Facial Feminization Surgery

Chin & Jaw Remodeling


“Throughout life, you don’t find yourself once, you have to find yourself again and again, and continue to find yourself “- by Sarah Claire

FFS Procedures

Facial     Feminization     Surgery     (FFS) is a set of  procedures  performed in order to feminize and soften the facial features that are typically associated with the male gender.  To achieve a more feminine face, the surgeon evaluates the patient and determines which areas need attention.  He then selects the appropriate FFS procedures from a rather long list of available options.

Facial gender confirmation surgery aligns the person “inside” with who we are “outside”, and includes a wide range of reconstructive and aesthetic surgical procedures that work to reshape masculine facial features to make them appear more feminine:


  • Hairline Advancedment 
  • Forehead Reduction and Contouring Surgery
  • Eyebrow Lift
  • Rhinoplasty (Nasal Surgery)
  • Cheek Enhancement (Augmentation & Reduction)
  • Lip Lift and Lip Filling
  • Chin Recontouring (Genioplasty)
  • Jaw Contouring (Reshaping or Tapering)
  • Adam’s Apple Reduction (Tracheal Shave)

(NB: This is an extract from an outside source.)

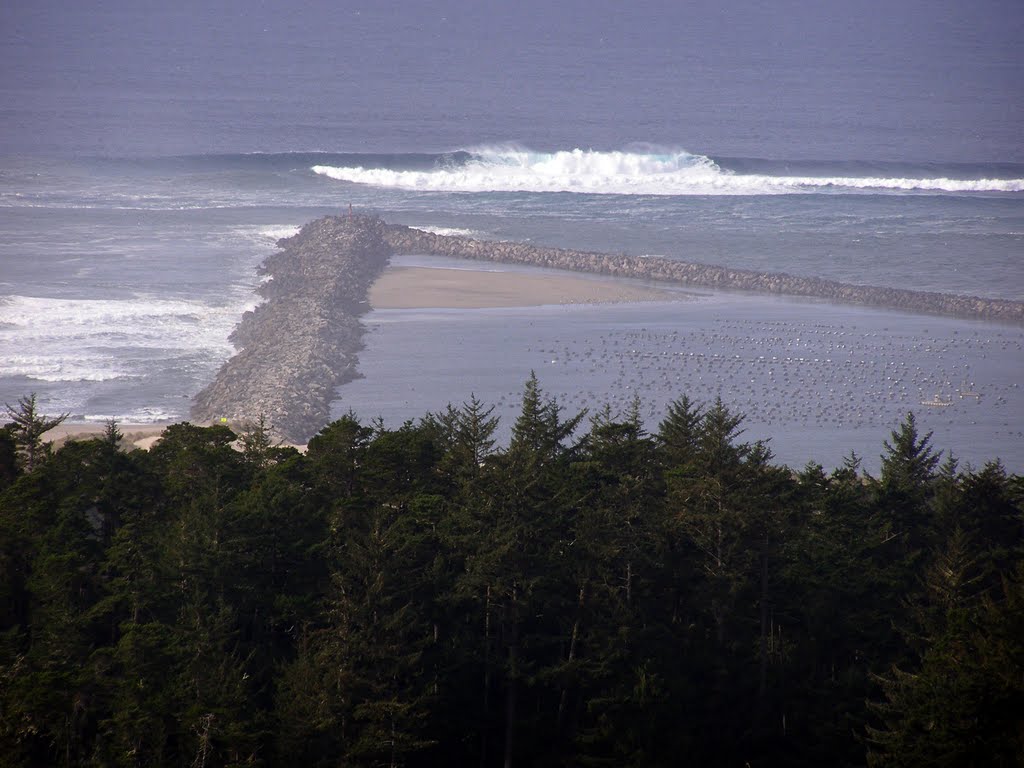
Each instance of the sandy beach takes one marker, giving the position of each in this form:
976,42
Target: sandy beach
419,288
415,287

The goal of facial feminization surgery is to transform the masculine features of the face to a more feminine appearance. Facial feminization surgery is performed as either a single procedure or as multiple staged procedures. Surgical manipulation of the bone and soft tissues of the face create a feminine appearance. There are many techniques used to perform facial feminization surgery, and many factors should be taken into consideration when choosing which options are best-suited for each individual. Click on the procedure links on this page to learn more about these and other FFS procedures.”

What Is Gender Dysphoria?

Gender dysphoria involves a conflict between a person's physical or assigned gender and the gender with which he/she/they identify. People with gender dysphoria may be very uncomfortable with the gender they were assigned, sometimes described as being uncomfortable with their body (particularly developments during puberty) or being uncomfortable with the expected roles of their assigned gender.

The gender conflict affects people in different ways. It can change the way a person wants to express their gender and can influence behavior, dress and self-image. Some people may cross-dress, some may want to socially transition, others may want to medically transition with sex-change surgery and/or hormone treatment. Socially transitioning primarily involves transitioning into the affirmed gender’s pronouns and bathrooms.

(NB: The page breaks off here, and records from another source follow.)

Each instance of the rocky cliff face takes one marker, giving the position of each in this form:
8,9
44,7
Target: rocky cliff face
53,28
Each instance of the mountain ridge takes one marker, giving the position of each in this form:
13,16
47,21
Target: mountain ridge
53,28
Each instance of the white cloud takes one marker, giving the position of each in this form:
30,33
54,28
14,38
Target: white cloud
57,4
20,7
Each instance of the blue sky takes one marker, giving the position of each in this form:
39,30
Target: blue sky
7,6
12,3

People with gender dysphoria may allow themselves to express their true selves and may openly want to be affirmed in their gender identity. They may use clothes and hairstyles and adopt a new first name of their experienced gender. Similarly children with gender dysphoria may express the wish to be of the opposite gender and may assert they are (or will grow up to be) of the opposite gender. They prefer, or demand, clothing, hairstyles and to be called a name of the opposite gender. (Medical transition is only relevant at and after the onset of puberty.)

Some transgender and gender-nonconforming people may prefer gender-neutral or gender-inclusive pronouns when talking to or about them. “They” and “their” are sometimes used as gender-neutral singular pronouns. Singular gender-neutral pronouns also include “ze” (or “zie”) and “hir.”